Par Pierre Béguin
Une fois n’est pas coutume, je veux réagir à un article paru dans Le Temps sous la signature de la conseillère nationale fribourgeoise, mais néanmoins socialiste, madame Valérie Piller Carrard (que je nommerai par souci de concision madame VPC) qui s’oppose à l’initiative «Pour le couple et la famille». Ma réaction, en l’occurrence, ne vise pas tant sa prise de position que les postulats inacceptables sur lesquels elle repose et qui me semble, hélàs!, représentatifs d’une certaine pensée socialiste. (Mon opinion sur cet objet de la votation a peu d’importance, mais si certains voulaient néanmoins la connaître, il leur suffit de lire dans Blogres cet article que j’ai écrit il y a une année et demie intitulé Impôts, splitting et Valais.)

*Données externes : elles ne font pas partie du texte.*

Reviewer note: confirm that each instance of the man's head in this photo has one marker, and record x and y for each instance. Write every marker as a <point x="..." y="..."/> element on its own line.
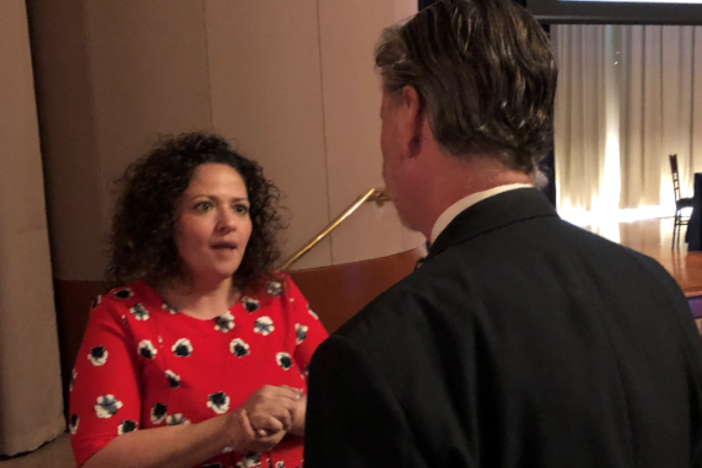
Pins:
<point x="484" y="76"/>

Tout d’abord, la conseillère nationale fribourgeoise reconnaît qu’il y a discrimination fiscale (comment pourrait-elle faire autrement?), même si elle la nie au niveau cantonal en soulignant les corrections réalisées par les différentes administrations. Assertion fausse bien entendu: demandez aux Vaudois, par exemple, et à tous les couples dont les revenus réciproques sont à peu près équivalents! Réduction des inégalités certes, mais pas suppression, chère madame! Mais ne polémiquons pas! Retenons ceci: que madame la conseillère socialiste reconnaît qu’il y a discrimination pour l’IFD. Et pas la moindre! Le chiffre officiel, qu’elle reprend à son compte, s’élève à 2,3 milliards par an. Depuis 32 ans (5 ans avant la chute du mur de Berlin!) que l’égalité fiscale des couples est devenue une exigence du Tribunal fédéral, approuvée dans les urnes par le peuple, cela fait tout de même 73,6 milliards encaissés indûment par la seule Confédération, et donc reconnus comme tel par le TF et la majorité citoyenne. Une injustice qui aurait de quoi titiller une fibre socialiste! Pas du tout! Au motif que la correction de cette injustice profiterait avant tout aux couple les plus aisés, notre conseillère s’y oppose, allant jusqu’à la qualifier «de cadeau fiscal aux plus riches». Ah bon! Madame VPC, selon quelle logique la correction d’une longue injustice – que vous reconnaissez – peut-elle se transformer en cadeau? Faut-il penser que, pour vous, le droit à l’égalité, fût-il fiscal, cesse d’être pertinent à partir d’un certain niveau de revenu? Auriez-vous la même approche s’il s’agissait d’une injustice faite uniquement aux femmes parvenues à un niveau professionnel important? Considérez-vous de même la revendication légitime de l’égalité des salaires hommes – femmes, y compris les plus élevés, comme un cadeau accordé aux unes, non pas comme la correction d’une longue injustice? Ou simplement qu'une injustice qui touche la gauche est un scandale, une injustice qui touche la droite un juste châtiment?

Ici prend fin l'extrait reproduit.